Tuesday, March 12, 2013

i love making mistakes...

well, not really but sort of ...is that an elusive enough comment or what?!

let me clarify, mistakes are awesome in art.  this is what i try to teach my own children and especially my art students.

why are mistakes so important?  well, seeing as I'm no guru and as you probably have already surmised, mistakes lead to learning and figuring out.  also, to becoming a better artist.
a first print with many editing notes
so often, people are intimidated by art and expect it to be perfect at the first go.  but what viewers see in a final piece of art is just that, a final piece of art.  the viewer does not see the eraser marks, the cursing, the crumpled papers, the 100 questions the artist has asked themselves, the 200 questions they've asked other people, and the edits upon edits upon edits.  And not only do they not see all the frustration and work behind that one specific piece, the viewer does not see all of the sketches that went into the work nor the 100s of artworks that are not shown.
the drawing before it is transferred to the linoleum block.  i changed it again after i took this picture too!
This photo shows the first print and all of my notes on how i felt it needed to be edited.
art takes practice, art requires learning and art is frustrating.  and because of all of these things, art is extremely rewarding and in the end, really fun.  BUT it does take work...and i tell you all of this from my own experiences.
as you can see, i totally messed up the words on the bottom portion of the circle...oops!  frustrating and annoying yes, but i had to figure something out..... 
I really wanted to quote so i decided to create a second block that would have the quote.  This would then allow me to use just the one block without the quote or use both blocks and have two colors.
and this is what i came up with...i love the two colors and i think i like it even more because of the challenge.
i try to pass on these experiences and this understanding to my students.  for instance, they often get frustrated drawing animals and i understand....drawing is difficult.  but, as i tell them, once you know what's not right, you know what needs to be fixed.
here is an example of a typical conversation that may take place in my class:

student:  "Mrs. May, this elephant looks stupid!  it looks like an alien!"
me:  "well, maybe not an alien, perhaps a jelly fish.  just teasing!"
(both of us giggle.)
student:  "can i just start over?!"
me: "yes you can if you want but first let's figure out what's not correct.  what specifically don't you like about your elephant?"
student: "the body looks dumb"
me: "how so?"
student: "it's just not right...it's, like, too small."
me: "i agree.  so that's one thing you could fix.  perhaps too you could make it more round"
student: "and look at it's ears!"
me: "yes, i think those should be bigger."

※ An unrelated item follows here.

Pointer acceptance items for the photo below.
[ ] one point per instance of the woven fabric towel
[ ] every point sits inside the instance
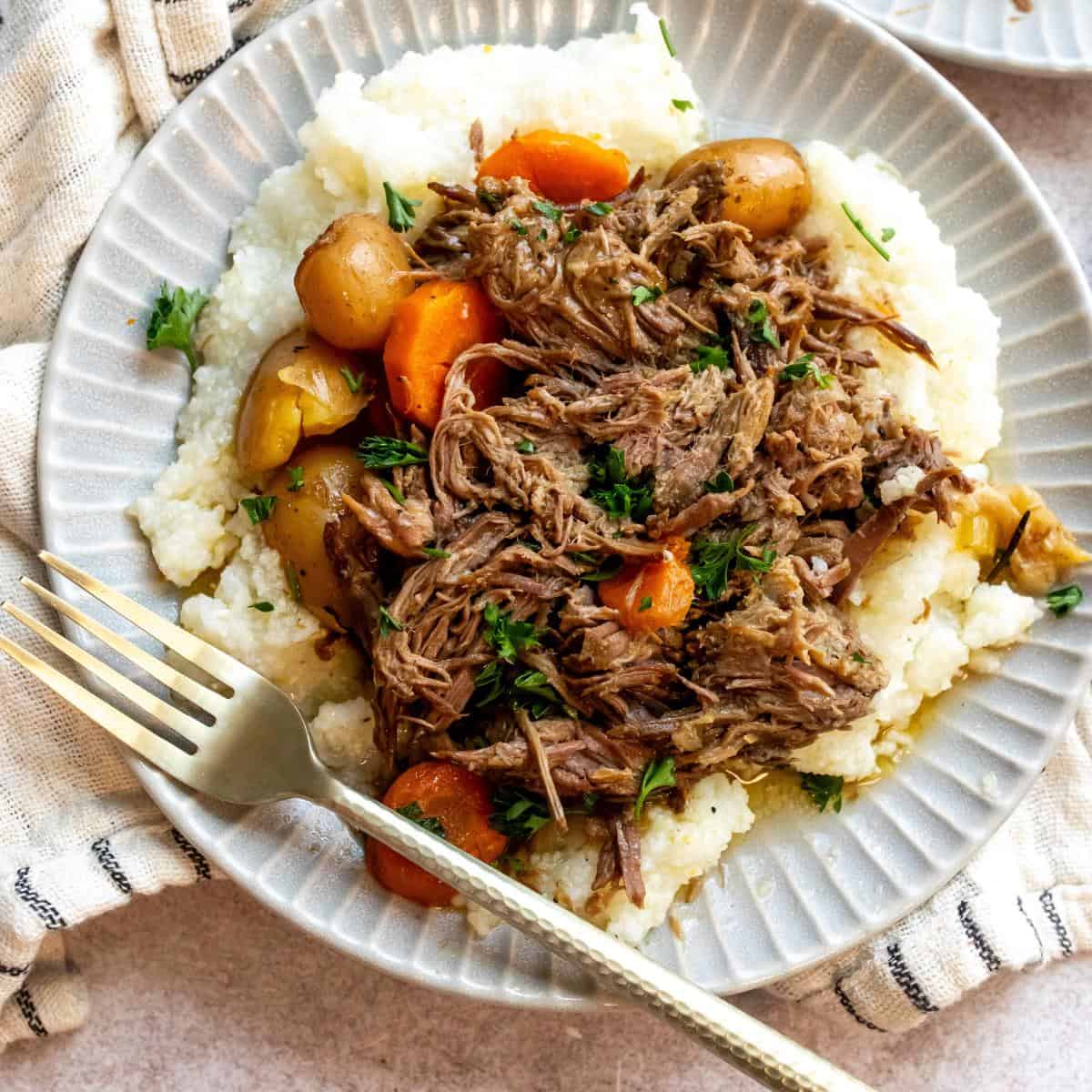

so, that's the start of "fixing" art...figuring out what is wrong. if you know what's wrong, you know what needs to be corrected.  i had a professor one time tell me that if you use words to describe out loud what you need to fix, it is a bit easier.  it's true, i do it all the time.

people often believe they just aren't good at art... more so, they may have just not have given it the time to be good at it.  allowing yourself to make mistakes and investigating them, will guide you to making things right.